Le plutonium, considéré en France comme une ressource et non un déchet, fait déjà l'objet d'une stratégie de recyclage industriel mise en œuvre dans les REP, au moyen des combustibles MOX. Pour les autres radionucléides à vie longue présents dans les déchets, des recherches sont menées au niveau international sur des solutions permettant leur séparation du combustible usé et leur transmutation en éléments à vie courte ou inertes dans les réacteurs nucléaires, solution alternative à leur stockage géologique en matrice vitreuse.
Les recherches, menées en France jusqu'en 2006 dans le cadre de la loi du 30 décembre 1991 sur la gestion des déchets radioactifs à haute activité et à vie longue et poursuivies aujourd'hui dans le cadre de la loi du 28 juin 2006, relative à la gestion durable des matières et déchets radioactifs, montrent d'une part que tous les types de réacteur nucléaire n'offrent pas le même potentiel de transmutation et d'autre part, que tous les radionucléides ne peuvent être transmutés de façon efficace.

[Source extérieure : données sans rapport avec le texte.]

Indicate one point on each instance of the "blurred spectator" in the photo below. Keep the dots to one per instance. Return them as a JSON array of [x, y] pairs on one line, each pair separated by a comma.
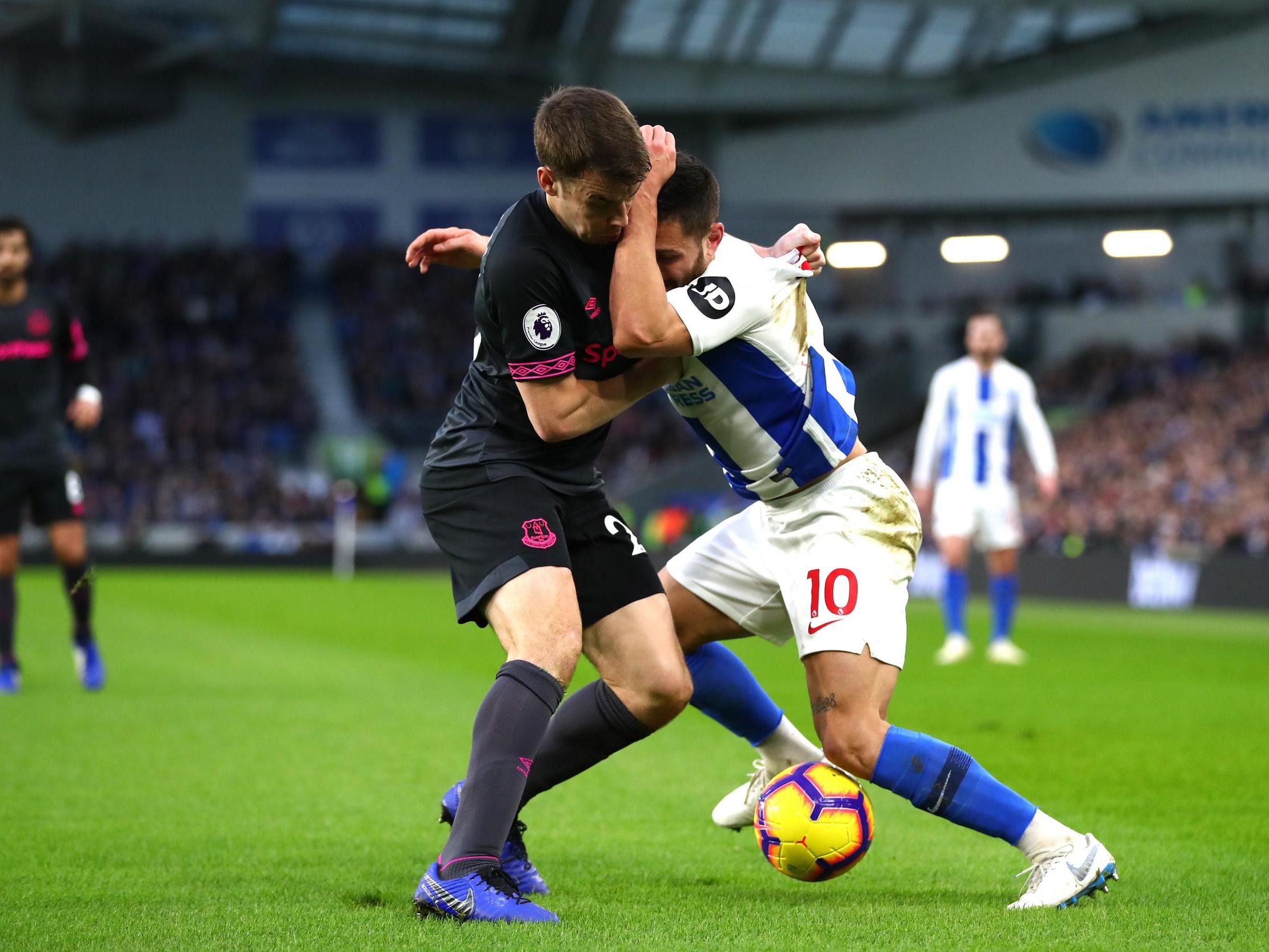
[[409, 341], [203, 397]]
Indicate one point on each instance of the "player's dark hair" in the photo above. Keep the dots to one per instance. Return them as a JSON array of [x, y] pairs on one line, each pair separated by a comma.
[[582, 129], [12, 222], [690, 197]]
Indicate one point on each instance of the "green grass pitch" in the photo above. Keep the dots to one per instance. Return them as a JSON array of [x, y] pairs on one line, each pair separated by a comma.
[[265, 767]]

Ainsi, les meilleures performances de transmutation sont obtenues en réacteur à spectre neutronique rapide et la transmutation n'est raisonnablement applicable que pour les actinides mineurs (principalement américium, neptunium et curium). Pour les produits de fission, leur contribution à l'inventaire de la radiotoxicité décroît au bout de plusieurs centaines d'années, ce qui, conjugué à des difficultés techniques de mise en œuvre, réduit fortement l'intérêt de leur transmutation.
La transmutation des actinides mineurs s'accompagne nécessairement de leur séparation préalable individuelle ou groupée, du combustible usé. La séparation et la transmutation sont donc les deux étapes indissociables sur lesquelles les recherches se poursuivent intensément depuis 1991 et dont cet article se propose de faire le point.